Романовы — страница 5 из 53

Я робко улыбнулась ему.

– Вы меня осуждаете?

Татьяна завязала узелок на нитке, прежде чем отреагировать более разумно.

– Вы принесли новости, сударь?

– Вы должны заниматься штопкой и развлечениями в гостиной. – Он больше не носил буденовку, и я рассмотрела его струящиеся черные волосы. Он выделялся среди других красноармейцев выступающими скулами. Характерный цвет кожи свидетельствовал о многих годах, проведенных под солнцем. Лицо не холеное, не похожее на те, что обычно бывают у мужчин во дворцах. Лицо солдата. Мне нравилось, даже больше, чем хотелось бы.

– Кроме того, двери в спальни больше не разрешается закрывать.

– А как насчет сна? – воскликнула я.

– Даже тогда.

Я открыла рот, но Татьяна положила руку мне на плечо.

– Разумеется, мы подчинимся. – В ее спокойном тоне прозвучал отголосок папиного мужества. Я замолчала. Смиренная. Послушная. Ради папы.

Но оставляя двери открытыми, мы выпустим то небольшое количество тепла, которое нам удалось сохранить в спальнях. Скорее всего, будет очень холодно. И никакого уединения! Даже чтобы переодеться!

Заш стоял в дверях, пока мы не закончили шить. «Лекарства» остались лежать в нашем багаже, ожидая, пока мы будем вынимать их одно за другим. Повезло, что я успела зашить жемчужный браслет.

Татьяна первой отправилась в гостиную, а я помедлила, выплескивая раздражение на корсет и пальто, пока их складывала. Вины Заша в том не было. Он просто донес до нас приказ, так что пока я собирала шитье, успела обрести привычное расположение духа.

– Спасибо, что доставили сообщение, – ослепительно улыбнулась я.
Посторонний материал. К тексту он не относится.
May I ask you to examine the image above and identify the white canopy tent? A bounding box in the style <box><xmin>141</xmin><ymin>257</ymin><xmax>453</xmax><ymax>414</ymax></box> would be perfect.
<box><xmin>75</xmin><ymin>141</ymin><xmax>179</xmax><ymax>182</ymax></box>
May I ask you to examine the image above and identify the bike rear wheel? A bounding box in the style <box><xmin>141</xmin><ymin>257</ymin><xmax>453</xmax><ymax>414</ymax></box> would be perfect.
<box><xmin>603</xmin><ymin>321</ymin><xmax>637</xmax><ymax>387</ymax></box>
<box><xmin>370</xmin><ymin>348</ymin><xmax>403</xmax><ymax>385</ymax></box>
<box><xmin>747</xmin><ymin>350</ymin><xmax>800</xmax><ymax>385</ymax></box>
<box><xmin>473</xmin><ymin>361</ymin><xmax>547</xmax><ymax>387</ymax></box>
Он нахмурился.

– Вы можете отбросить фальшивую доброжелательность.

Мои брови взлетели вверх.

– Я вовсе не притворяюсь. Мне тоже нелегко, но какой прок от враждебности?

Он закрыл дверь нашей спальни и широко зашагал по коридору. Я побежала следом, догоняя его.

– Вам нравится нас ненавидеть?

– Вы больше не великая княжна. Я не обязан ни разговаривать с вами, ни отвешивать поклоны.

Мое лицо вспыхнуло.

– Я все еще человек. Не жду ни бесед, ни реверансов, лишь немного обычной вежливости.

– Вы и ваша семья разрушили нашу страну! – воскликнул он, остановившись посреди коридора. – Единственной задачей вашего отца была забота о людях. А он даже едва знал их. В своих золотых залах и дворцах вы даже не представляли, что сделали с народом России.

Я не сразу сообразила, что ответить. Аргументов не находилось. Меня воспитывали иначе. Да, мы редко бывали среди простых людей, но я знала папу. Чувствовала его сердце. Видела, как Ольга и Татьяна помогали солдатам. Я знала о любви нашей семьи к людям. Разве они не понимали, что мы их любим? Неужели они никогда не думали об этом?

Внезапно мне захотелось узнать историю Заша. Он не враг – просто растерянный парень, не понимавший меня. И я не понимала его.

Я потянулась к его руке, и свернутый корсет упал на пол.

– Тогда расскажите мне. Я хочу понять.

Он отшатнулся, казалось, застигнутый врасплох моим ответом:

– Уже слишком поздно. Просто… просто выполняйте наши приказы и прекратите… перестаньте со мной разговаривать.

Я подобрала корсет и последовала за ним в гостиную. Я хотела понять, почему он так думает. Он ошибался насчет нас. Мы спали на походных кроватях, сами стелили себе постели, носили простую одежду и обожали Александровский дворец, наполненный деревянной мебелью и предметами первой необходимости, а не золотые стены Екатерининского. Родители воспитывали нас в любви к семье, а не к роскоши.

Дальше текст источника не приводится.